In the “Warehouse Location Planning Problem”, you have several stores which need a supply of wares. In order to provide them with the wares, you can build several warehouses. For each warehouse, there is a price to build it (depending on where it is located). On the other hand, if a store is far from its assigned warehouse, it is expensive to ship all the goods to it. So the warehouse locations need to trade off between building costs and shipping costs. The goal is then to build warehouses to minimize the cost.

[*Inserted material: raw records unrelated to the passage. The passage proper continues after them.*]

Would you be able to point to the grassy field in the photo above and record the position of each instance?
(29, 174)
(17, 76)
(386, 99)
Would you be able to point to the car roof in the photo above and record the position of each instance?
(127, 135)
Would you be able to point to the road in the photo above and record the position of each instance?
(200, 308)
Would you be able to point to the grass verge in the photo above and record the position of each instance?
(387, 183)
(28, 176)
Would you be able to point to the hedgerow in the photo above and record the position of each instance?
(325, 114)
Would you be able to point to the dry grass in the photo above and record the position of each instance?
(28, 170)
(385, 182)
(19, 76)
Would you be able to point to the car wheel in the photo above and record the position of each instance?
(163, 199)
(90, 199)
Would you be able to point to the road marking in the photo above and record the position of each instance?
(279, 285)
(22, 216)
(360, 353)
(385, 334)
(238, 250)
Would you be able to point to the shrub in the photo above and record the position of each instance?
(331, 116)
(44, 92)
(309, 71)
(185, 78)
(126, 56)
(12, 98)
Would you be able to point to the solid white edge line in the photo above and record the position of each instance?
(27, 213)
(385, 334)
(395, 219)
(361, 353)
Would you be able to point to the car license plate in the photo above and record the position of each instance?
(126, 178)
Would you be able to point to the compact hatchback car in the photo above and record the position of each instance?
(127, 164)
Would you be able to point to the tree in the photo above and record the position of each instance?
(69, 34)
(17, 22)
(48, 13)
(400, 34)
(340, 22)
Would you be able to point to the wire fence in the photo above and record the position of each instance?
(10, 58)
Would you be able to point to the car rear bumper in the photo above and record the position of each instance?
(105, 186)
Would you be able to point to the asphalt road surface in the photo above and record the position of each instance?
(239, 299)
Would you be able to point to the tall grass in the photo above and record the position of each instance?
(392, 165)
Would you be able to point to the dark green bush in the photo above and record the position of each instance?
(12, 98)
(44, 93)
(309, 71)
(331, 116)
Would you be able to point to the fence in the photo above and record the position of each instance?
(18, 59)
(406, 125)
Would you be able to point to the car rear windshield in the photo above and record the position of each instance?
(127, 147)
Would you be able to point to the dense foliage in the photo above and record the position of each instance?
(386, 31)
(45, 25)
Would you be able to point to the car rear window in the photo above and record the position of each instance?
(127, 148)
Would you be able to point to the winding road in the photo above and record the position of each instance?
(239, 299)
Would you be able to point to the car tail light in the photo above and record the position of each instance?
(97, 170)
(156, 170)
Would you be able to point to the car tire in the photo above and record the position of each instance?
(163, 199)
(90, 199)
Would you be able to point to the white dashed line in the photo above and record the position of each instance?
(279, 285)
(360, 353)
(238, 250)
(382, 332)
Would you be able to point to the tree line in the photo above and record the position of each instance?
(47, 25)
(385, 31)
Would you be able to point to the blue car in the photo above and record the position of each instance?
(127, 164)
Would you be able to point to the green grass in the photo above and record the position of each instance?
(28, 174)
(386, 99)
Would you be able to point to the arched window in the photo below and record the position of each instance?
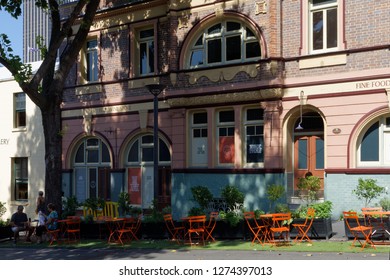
(374, 143)
(223, 43)
(92, 163)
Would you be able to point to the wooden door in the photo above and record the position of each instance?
(309, 158)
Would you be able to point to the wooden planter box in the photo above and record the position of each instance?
(320, 229)
(362, 222)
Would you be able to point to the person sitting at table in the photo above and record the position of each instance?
(49, 223)
(19, 222)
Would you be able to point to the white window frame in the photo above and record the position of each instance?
(223, 35)
(199, 145)
(384, 144)
(255, 123)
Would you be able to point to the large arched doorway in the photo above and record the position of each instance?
(309, 155)
(140, 181)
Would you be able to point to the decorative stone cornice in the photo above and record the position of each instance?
(255, 95)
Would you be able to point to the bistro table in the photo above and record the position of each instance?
(379, 220)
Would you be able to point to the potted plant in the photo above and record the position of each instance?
(274, 192)
(308, 188)
(124, 204)
(5, 228)
(232, 221)
(322, 224)
(367, 190)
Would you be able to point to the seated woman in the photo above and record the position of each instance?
(49, 224)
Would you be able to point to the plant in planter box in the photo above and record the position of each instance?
(124, 203)
(202, 196)
(70, 206)
(367, 190)
(274, 192)
(308, 188)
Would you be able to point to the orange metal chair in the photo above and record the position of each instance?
(196, 230)
(304, 228)
(352, 221)
(280, 229)
(176, 232)
(258, 231)
(73, 229)
(211, 226)
(127, 231)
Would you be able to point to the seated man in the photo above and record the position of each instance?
(19, 222)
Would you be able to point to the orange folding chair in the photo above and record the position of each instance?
(280, 229)
(176, 232)
(258, 231)
(211, 225)
(352, 221)
(304, 228)
(196, 230)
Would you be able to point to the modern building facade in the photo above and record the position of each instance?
(21, 148)
(257, 93)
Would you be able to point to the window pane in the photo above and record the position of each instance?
(215, 29)
(254, 114)
(318, 27)
(196, 58)
(233, 26)
(105, 153)
(369, 150)
(164, 154)
(200, 118)
(331, 28)
(233, 48)
(80, 154)
(302, 154)
(92, 156)
(214, 49)
(133, 153)
(319, 154)
(254, 149)
(147, 154)
(226, 116)
(252, 49)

We assume that if the locations of a warehouse and a store are given, the shipping cost is exactly equal to their Euclidian distance. We also assume that any warehouse, once built, can supply arbitrarily many stores. Notice that you must always build at least one warehouse. The total cost is then the sum of the building costs, plus the sum of shipping costs for all stores from their assigned warehouse.
The first line contains a number K ≥ 1, which is the number of input data sets in the file. This is followed by K data sets of the following form:
The first line of a data set contains two numbers n, m, the number of stores, and the number of possible warehouse locations under consideration. The number of stores will be between 1 and 100, and the number of warehouse locations between 1 and 20.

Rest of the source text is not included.